Eventing/Callback architecture is very handy whenever you need to be notified that something has occurred elsewhere in the program and you have no direct knowledge of when or how this happens.
This greatly simplifies notification. Polling makes it much more difficult because you are responsible for checking every so often whether or not an operation has completed. A simple polling mechanism would be like this:
static void CheckIfDone()
{
while(!Button.IsClicked)
{
//Sleep
}
//Button has been clicked.
}
The problem is that this particular situation would block your existing thread and have to continue checking until Button.IsClicked is true. The nice thing about eventing architecture is that it is asynchronous and let's the Acting Item (button) notify the listener when it is completed instead of the listener having to keep checking,
The difference between polling and callback/event is simple:
Polling: You are asking, continuously or every fixed amount of time, if some condition is meet, for example, if some keyboard key have been pressed.
Callback: You say to some driver, other code or whatever: When something happens (the keyboard have been pressed in our example), call this function, and you pass it what function you want to be called when the event happens. This way, you can "forget" about that event, knowing that it will be handled correctly when it happens.
Callback is when you pass a function/object to be called/notified when something it cares about happens. This is used a lot in UI - A function is passed to a button that is called whenever the button is pressed, for example.
There are two players involved in this scenario. First you have the "observed" which from time to time does things in which other players are interested. These other players are called "observers". The "observed" could be a timer, the "observers" could be tasks, interested in alarm events.
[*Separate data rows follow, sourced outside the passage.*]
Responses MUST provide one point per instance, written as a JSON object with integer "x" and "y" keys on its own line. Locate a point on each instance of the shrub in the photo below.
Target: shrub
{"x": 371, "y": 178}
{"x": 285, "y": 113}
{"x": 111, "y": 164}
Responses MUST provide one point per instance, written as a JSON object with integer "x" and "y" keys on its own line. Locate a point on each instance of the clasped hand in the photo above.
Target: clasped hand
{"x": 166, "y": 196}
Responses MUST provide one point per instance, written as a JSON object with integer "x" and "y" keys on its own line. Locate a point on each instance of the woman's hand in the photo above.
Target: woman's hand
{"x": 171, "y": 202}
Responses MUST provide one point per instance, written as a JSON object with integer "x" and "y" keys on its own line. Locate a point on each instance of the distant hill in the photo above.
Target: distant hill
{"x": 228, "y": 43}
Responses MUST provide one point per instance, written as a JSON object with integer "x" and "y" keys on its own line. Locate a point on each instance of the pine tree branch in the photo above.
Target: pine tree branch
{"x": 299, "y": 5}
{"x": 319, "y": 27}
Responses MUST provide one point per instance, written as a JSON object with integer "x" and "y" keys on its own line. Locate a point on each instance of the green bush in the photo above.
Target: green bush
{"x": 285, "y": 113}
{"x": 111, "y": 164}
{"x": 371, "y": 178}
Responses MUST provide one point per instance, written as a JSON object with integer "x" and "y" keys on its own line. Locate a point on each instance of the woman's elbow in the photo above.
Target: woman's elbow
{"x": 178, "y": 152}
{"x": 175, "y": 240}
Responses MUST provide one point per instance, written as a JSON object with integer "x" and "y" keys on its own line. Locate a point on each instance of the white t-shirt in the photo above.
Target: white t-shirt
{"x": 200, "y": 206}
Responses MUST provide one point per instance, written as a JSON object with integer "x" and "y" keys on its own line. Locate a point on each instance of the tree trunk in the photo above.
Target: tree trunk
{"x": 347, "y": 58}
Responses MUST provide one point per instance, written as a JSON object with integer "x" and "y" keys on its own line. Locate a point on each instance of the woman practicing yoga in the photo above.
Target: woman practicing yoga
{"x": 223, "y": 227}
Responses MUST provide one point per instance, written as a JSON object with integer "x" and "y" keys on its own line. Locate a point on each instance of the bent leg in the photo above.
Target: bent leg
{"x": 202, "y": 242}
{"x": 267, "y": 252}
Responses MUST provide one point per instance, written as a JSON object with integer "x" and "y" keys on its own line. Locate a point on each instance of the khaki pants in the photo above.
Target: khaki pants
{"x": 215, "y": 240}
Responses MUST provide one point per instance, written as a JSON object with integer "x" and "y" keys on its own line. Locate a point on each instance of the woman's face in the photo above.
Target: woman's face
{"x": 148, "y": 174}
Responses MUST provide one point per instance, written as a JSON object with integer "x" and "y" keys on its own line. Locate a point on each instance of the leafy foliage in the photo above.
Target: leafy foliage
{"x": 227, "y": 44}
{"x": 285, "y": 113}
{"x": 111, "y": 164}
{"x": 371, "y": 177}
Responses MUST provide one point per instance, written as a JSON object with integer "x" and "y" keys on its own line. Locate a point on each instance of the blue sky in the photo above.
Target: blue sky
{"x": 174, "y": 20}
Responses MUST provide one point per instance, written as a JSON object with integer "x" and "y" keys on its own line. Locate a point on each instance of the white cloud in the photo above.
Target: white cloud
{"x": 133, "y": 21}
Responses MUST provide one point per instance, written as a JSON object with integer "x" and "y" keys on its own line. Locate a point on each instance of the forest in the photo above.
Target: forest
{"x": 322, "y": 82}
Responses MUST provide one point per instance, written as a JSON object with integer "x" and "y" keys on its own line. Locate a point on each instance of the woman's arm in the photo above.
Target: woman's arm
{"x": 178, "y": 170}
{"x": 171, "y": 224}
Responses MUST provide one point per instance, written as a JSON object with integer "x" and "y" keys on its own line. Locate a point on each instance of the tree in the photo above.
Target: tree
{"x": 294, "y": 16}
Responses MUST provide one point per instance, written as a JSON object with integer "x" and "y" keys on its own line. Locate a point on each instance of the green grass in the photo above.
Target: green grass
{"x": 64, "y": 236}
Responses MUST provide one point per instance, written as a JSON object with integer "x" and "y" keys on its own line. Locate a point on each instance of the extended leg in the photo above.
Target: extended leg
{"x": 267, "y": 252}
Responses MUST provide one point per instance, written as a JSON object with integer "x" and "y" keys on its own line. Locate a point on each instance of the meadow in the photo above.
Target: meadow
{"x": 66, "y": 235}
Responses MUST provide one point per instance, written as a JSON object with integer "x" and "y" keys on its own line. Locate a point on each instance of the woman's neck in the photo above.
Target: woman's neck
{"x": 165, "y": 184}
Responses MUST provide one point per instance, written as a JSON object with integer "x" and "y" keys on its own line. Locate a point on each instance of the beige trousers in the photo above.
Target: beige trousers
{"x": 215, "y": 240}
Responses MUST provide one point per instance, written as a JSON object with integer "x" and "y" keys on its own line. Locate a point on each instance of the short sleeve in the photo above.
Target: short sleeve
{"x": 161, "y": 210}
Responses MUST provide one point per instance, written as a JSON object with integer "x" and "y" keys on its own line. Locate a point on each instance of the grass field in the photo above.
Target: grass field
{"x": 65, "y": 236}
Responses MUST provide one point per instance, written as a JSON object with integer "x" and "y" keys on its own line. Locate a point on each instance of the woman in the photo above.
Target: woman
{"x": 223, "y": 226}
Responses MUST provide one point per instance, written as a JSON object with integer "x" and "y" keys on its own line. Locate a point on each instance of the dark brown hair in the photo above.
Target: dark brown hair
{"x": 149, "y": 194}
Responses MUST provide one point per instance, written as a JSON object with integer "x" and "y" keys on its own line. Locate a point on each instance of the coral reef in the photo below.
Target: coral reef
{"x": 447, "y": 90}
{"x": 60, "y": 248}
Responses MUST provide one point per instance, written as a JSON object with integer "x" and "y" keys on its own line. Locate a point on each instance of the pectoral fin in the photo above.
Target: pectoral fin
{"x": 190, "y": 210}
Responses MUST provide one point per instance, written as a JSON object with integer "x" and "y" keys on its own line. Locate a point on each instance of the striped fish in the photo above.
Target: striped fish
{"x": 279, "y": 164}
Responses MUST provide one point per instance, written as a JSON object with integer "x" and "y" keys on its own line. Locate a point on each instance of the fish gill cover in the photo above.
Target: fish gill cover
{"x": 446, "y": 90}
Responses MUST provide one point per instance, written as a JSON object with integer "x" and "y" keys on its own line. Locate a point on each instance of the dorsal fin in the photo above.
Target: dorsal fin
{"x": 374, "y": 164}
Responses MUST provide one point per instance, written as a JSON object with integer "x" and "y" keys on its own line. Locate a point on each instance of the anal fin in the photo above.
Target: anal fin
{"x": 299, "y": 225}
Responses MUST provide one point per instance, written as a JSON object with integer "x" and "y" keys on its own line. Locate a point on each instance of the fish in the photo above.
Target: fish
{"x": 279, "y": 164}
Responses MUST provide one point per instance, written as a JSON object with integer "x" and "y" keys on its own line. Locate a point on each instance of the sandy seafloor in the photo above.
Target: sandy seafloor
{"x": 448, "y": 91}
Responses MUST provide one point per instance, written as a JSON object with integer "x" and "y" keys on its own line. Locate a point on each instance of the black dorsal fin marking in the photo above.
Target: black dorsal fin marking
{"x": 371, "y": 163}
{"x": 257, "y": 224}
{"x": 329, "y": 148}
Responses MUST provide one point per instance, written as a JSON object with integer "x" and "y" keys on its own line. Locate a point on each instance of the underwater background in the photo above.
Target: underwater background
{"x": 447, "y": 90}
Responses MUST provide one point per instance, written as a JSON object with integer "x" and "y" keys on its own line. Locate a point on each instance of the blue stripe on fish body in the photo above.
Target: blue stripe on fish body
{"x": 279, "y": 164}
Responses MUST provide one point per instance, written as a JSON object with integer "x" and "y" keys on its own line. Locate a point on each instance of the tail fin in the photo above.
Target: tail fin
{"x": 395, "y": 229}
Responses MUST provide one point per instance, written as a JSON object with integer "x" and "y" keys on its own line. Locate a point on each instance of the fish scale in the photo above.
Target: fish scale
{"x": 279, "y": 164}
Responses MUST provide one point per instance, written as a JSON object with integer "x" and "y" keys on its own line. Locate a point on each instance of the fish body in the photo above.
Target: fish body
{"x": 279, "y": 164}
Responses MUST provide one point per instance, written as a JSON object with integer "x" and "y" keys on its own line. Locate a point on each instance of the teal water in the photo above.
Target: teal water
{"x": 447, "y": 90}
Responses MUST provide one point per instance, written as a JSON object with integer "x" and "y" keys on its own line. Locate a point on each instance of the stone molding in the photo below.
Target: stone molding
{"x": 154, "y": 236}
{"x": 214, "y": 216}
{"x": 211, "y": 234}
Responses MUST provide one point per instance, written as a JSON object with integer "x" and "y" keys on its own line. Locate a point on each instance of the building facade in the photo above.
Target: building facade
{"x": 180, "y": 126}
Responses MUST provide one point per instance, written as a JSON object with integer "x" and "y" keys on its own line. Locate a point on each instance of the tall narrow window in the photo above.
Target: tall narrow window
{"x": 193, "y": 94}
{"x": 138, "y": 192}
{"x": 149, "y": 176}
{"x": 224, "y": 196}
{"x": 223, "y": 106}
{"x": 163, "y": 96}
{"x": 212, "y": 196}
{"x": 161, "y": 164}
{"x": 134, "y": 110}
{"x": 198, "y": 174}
This "pattern" is described in the book "Design Patterns, Elements of Reusable Object-Oriented Software" by Gamma, Helm, Johnson and Vlissides.
Two examples:
The SAX parser to parse XML walks
trough an XML file and raises events
each time an element is encountered.
A listener can listen to these
elements and do something with it.
Swing and AWT are based on this
pattern. When the user moves the
mouse, clicks or types something on
the keyboard, these actions are
converted into events. The UI
components listen to these
events and react to them.
Being notified via an event is almost always preferable to polling, especially if hardware is involved and that event originates from a driver issuing a CPU interrupt. In that case, you're not using ANY cpu at all while you wait for some piece of hardware to complete a task.